Photovoltaic performances of Cu2−xTe sensitizer based on undoped and indium3+-doped TiO2 photoelectrodes and assembled counter electrodes

• Indium doping acts as a trap state mediator to facilitate electron transfer in TiO2.
• Cu2S CE induced higher electrocatalytic activity and obtained more faster hole recovery rate.
• The main increased Jsc and Voc for carbon and Cu2S CEs, respectively, yielding the best η of 0.73%.
• The lower Rct indicated to the suppression in carrier recombination due to In3+ doping and Cu2S CE.

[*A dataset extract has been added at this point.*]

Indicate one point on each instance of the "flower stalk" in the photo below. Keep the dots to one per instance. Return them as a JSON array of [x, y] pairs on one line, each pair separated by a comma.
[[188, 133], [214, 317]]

Novel binary Cu2−xTe nanoparticles based on undoped and indium-doped TiO2 photoelectrodes were synthesized using a successive ionic layer adsorption and reaction (SILAR) technique as a sensitizer for liquid-junction solar cells. A larger diameter of TiO2 promoted a narrower energy band gap after indium doping, attributing to yield a broader absorption range of nanoparticle sensitizer due to the increasing amount of Cu2−xTe NPs on TiO2 surface. The atomic percentages showed the stoichiometric formation of Cu2Te incorporated in a Cu2−xTe structure. The best photovoltaic performance with the lower SILAR cycle, i.e., n = 13 was performed after indium doping in both of carbon and Cu2S CEs and revealed that the efficiency of 0.73% under the radiant 100 mW/cm2 (AM 1.5G). The electrochemical impedance spectroscopy (EIS) was used to investigate the electrical properties via effect of material doping and counter electrodes with a lower charge-transfer resistance (Rct) and it was also found that the electron lifetime was improved after the sample doped with indium and assembled with carbon CE.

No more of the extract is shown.